Mabel's soft and musical voice, for it had not ceased to be that, even when her indignation was at its highest, rang still in his ears. He could not forget her bitter scornful speeches; they were lashing and stinging him to the soul.
He had indeed been hoist with his own petard; the very adroitness with which he had contrived to get rid of an inconvenient rival had only served to destroy his own chances for ever.
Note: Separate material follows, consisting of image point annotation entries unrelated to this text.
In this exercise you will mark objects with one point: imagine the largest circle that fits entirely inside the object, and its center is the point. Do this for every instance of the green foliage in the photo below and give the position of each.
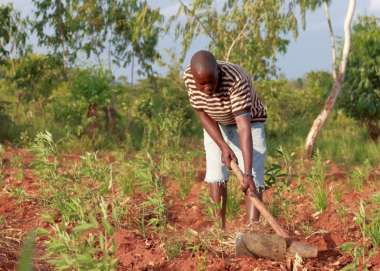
(360, 175)
(36, 76)
(93, 86)
(126, 29)
(361, 92)
(25, 262)
(249, 33)
(13, 32)
(317, 179)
He knew that never again would Mabel suffer him to approach her on the old friendly footing – it would be much if she could bring herself to treat him with ordinary civility – he had lost her for ever, and hated her accordingly from the bottom of his heart. 'If I can ever humble you as you have humbled me to-day, God help you, my charming Mabel!' he said to himself. 'To think that that little fool of a child should have let out everything, at the very moment when I had the game in my own hands! I have to thank that distinguished novelist, Mr. Mark Ashburn, for that, though; he must trouble himself to put his spoke in my wheel, must he? I shan't forget it. I owe you one for that, my illustrious friend, and you're the sort of creditor I generally do pay in the long run.'
Only one thing gave him a gleam – not of comfort, precisely, but gloomy satisfaction; his man[oe]uvre with the letter had at least succeeded in keeping Holroyd apart from Mabel. 'He's just the fellow to think he's jilted, and give her up without another line,' he thought; 'shouldn't wonder if he married out there. Miss Mabel won't have everything her own way!'
He walked on, past the huge gasometers and furnaces of the Gas Company, and over the railway and canal bridges, to the Harrow Road, when he turned mechanically to the right. His eyes saw nothing – neither the sluggish barges gliding through the greasy black stream on his right, nor the doleful string of hearses and mourning coaches which passed him on their way to or from the cemetery. It was with some surprise that, as he began to take note of his surroundings again, he found himself in Bayswater, and not far from his own rooms. He thought he might as well return to them as not, and as he reached the terrace in which he had taken lodgings, he saw a figure coming towards him that seemed familiar, and in whom, as he drew nearer, he recognised his uncle, Mr. Antony Humpage. He was in no mood to talk about indifferent topics just then, and if his respected uncle had only had his back instead of his face towards him, Caffyn would have made no great effort to attract his attention. As it was, he gave him the heartiest and most dutiful of welcomes. 'You don't mean to say you've actually been looking me up?' he began; 'how lucky that I came up just then – another second or two and I should have missed you. Come in, and let me give you some lunch?'
'No, my boy, I can't stay long. I was in the neighbourhood on business, and I thought I'd see if you were at home. I won't come up again now, I must get back to my station. I waited for some time in those luxurious apartments of yours, you see, thinking you might come in. Suppose you walk a little way back with me, eh? if you've no better engagement.'
'Couldn't have a better one,' said Caffyn, inwardly chafing; but he always made a point of obliging his uncle, and for once he had no reason to consider his time thrown away. For, as they walked on together in the direction of the Edgware Road, where the old gentleman intended to take the Underground to King's Cross, Mr. Humpage, after some desultory conversation on various subjects, said suddenly, 'By the way, you know a good many of these writing fellows, Harold – have you ever come across one called Mark Ashburn?'
'I've met him once,' said Caffyn, and his brows contracted. 'Wrote this new book, "Illusion," didn't he?'
'Yes, he did – confound him!' said the other warmly, and then launched into the history of his wrongs. 'Perhaps I oughtn't to say it at my age,' he concluded, 'but I hate that fellow!'
'Do you though?' said Caffyn with a laugh; 'it's a singular coincidence, but so do I.'
'There's something wrong about him, too,' continued the old man; 'he's got a secret.'
('So have most of us!' thought his nephew.) 'But what makes you think so?' he asked aloud, and waited for the answer with some interest.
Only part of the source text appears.